Claudia blushed. She’d never had anyone comment on her looks, not since … well, it was a nice feeling. ‘Thank you for your help,’ she said. ‘I would never have made those choices without your kindly persuasion. Fran …’

‘Yes?’

‘There are things I need to know. I’ve bared my soul to you. I risked hurting you when I told you how I had left you behind in the hospital. I was so frightened I might lose you.’

‘Would that have mattered?’

‘I don’t think I could have endured it a second time.’ Claudia stared at the cup of coffee. ‘And since then I’ve done some more thinking. I want to know why you came looking for me, and why you have been so persistent, in the face of no encouragement whatsoever. If you could live happily without me for almost forty years, why did it suddenly become important to you to find me?’

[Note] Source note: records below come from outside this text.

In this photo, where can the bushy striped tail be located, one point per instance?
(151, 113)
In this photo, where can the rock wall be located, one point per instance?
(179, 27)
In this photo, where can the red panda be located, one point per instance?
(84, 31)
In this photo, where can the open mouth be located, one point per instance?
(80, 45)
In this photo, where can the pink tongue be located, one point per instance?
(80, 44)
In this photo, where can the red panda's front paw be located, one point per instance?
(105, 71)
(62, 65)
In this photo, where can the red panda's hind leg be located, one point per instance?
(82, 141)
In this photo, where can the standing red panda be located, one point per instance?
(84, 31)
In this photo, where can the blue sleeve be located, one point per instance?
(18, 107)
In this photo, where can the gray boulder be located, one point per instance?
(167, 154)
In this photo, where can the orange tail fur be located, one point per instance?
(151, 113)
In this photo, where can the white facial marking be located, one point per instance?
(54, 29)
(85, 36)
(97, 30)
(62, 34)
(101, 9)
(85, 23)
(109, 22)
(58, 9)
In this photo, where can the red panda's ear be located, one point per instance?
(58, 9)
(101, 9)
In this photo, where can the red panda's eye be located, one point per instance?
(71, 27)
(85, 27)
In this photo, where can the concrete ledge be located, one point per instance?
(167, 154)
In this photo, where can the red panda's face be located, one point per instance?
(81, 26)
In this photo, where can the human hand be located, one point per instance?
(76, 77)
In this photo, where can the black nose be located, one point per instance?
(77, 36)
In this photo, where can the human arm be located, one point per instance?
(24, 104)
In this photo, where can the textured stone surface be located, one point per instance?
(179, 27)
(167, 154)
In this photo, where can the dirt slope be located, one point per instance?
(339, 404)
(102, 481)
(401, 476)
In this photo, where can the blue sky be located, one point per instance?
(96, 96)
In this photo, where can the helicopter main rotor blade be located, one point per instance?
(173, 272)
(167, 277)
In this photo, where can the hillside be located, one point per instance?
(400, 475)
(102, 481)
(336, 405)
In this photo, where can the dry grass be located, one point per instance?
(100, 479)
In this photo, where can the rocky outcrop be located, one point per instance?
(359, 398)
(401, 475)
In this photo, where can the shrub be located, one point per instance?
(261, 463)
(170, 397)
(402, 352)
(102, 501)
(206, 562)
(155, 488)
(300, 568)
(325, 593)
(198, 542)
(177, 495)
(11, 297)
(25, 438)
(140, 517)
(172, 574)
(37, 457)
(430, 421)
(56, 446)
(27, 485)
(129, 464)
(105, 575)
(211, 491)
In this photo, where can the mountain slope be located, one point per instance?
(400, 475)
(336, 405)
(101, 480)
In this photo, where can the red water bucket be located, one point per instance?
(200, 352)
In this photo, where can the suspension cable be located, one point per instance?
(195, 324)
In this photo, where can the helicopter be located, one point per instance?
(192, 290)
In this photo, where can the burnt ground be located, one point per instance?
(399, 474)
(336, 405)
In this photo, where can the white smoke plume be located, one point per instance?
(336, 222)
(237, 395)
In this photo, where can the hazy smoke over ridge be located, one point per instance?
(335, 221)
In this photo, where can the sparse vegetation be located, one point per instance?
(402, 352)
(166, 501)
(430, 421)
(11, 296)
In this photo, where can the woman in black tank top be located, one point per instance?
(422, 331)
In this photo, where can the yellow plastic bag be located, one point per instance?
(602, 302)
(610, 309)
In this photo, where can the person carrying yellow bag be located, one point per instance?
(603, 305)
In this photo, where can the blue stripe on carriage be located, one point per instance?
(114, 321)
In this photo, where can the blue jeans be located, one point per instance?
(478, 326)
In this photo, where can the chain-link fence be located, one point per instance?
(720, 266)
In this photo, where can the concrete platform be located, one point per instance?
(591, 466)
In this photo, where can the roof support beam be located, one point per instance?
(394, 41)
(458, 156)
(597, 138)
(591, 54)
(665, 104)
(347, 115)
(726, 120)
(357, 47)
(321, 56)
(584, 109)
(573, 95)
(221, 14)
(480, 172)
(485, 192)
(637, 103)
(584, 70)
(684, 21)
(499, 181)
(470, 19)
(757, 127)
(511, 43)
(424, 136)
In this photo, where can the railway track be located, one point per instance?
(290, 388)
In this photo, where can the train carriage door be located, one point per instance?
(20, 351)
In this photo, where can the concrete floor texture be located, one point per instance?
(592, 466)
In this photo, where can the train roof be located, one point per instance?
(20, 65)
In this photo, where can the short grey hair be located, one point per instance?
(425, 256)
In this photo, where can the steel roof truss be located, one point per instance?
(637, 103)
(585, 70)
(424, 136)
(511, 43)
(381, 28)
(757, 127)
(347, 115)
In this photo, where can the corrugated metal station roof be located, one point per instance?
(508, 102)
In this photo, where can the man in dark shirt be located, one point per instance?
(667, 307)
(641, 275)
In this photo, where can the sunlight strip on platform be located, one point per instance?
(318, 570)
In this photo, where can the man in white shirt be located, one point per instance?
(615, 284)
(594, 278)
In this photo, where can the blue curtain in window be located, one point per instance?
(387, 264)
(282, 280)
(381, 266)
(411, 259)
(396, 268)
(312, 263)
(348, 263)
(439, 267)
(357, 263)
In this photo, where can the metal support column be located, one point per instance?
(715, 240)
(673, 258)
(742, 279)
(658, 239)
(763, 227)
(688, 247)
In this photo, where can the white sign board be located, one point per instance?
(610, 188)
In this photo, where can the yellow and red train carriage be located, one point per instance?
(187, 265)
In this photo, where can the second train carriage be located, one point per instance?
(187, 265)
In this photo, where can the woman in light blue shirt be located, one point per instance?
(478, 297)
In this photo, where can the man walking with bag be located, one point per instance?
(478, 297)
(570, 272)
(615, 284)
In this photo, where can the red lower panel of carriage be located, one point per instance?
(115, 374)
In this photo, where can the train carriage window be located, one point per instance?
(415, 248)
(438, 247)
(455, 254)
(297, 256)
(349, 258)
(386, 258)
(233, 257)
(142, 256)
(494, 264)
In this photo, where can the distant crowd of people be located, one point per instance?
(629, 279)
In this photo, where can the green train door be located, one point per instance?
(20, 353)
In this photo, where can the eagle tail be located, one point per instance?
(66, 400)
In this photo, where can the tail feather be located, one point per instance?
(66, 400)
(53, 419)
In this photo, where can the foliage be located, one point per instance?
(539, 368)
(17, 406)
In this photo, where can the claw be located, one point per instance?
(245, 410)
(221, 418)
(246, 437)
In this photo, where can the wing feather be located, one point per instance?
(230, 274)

‘That’s just it.’ It was Fran’s turn to become pensive. ‘I didn’t exactly “live happily”, as you put it. I was well cared for by my adoptive parents, and no child could have had more love lavished on it. I know that, and for that very reason I’ve been puzzled by this insistent voice inside me that kept wondering who I was really was. You see, I knew I didn’t really fit in that home. Dear, dear people as they were, my parents lived in a tiny world that was quite enough for them – but it wasn’t for me. When I became curious about things, and started asking questions, they couldn’t answer me. When I grew up and began to achieve academically, I knew I had left them far behind. It was something they couldn’t possibly share. Dear Barbie, with her clichés which she brought out on every occasion – she didn’t know how to voice an original thought. And Percy was such a thoroughly good, kind man, but could never see beyond the immediate horizon. The older I grew, the more the conviction came to me that out there, somewhere, was the person who could tell me where I came from and why I am like I am, with these dark physical features and a brain that is never still.’

‘So why did you leave it until now?’

‘Barbie was very secure in her home, and with her little family, but there was one thought that tormented her. It was that I might not be satisfied with her as a parent and would go looking for my birth mother. She was convinced that if I found my natural mother I would no longer belong to her. So I made her a promise – and it was a very hard one, at the time. I promised her and Percy that I would never do that. I felt they deserved my loyalty, because they had done so much for me, and the last thing I wanted to do was to hurt them. So I have waited until they both died before starting my quest.’

‘Did you forget the idea, while they were alive, or did you always cherish the notion that one day you would go looking?’

‘Something happened to me one day – an incident that was very nearly the end of me. It was a long time ago now, in fact when I had just left school – but when I thought I was going to drown I suddenly knew with startling clarity that I didn’t want to die before I had found out. That day decided me, but I never told Barbie and Percy. I simply buried it until such time as I knew I could openly start the search.’

‘Oh, Fran – you nearly drowned? What a dreadful thought! To think you might have died! To think … well, it doesn’t bear thinking about. Whatever happened?’

‘Ah,’ said Fran. ‘That’s another story. Are you sitting comfortably?’

Then she embarked on an account of that day on the beach at Lantic Bay, painting a vivid description of the current that dragged her out, and the waves closing over her head. And she spoke of the boy who swam out to rescue her – a boy who wore odd shoes, with one heel higher than the other.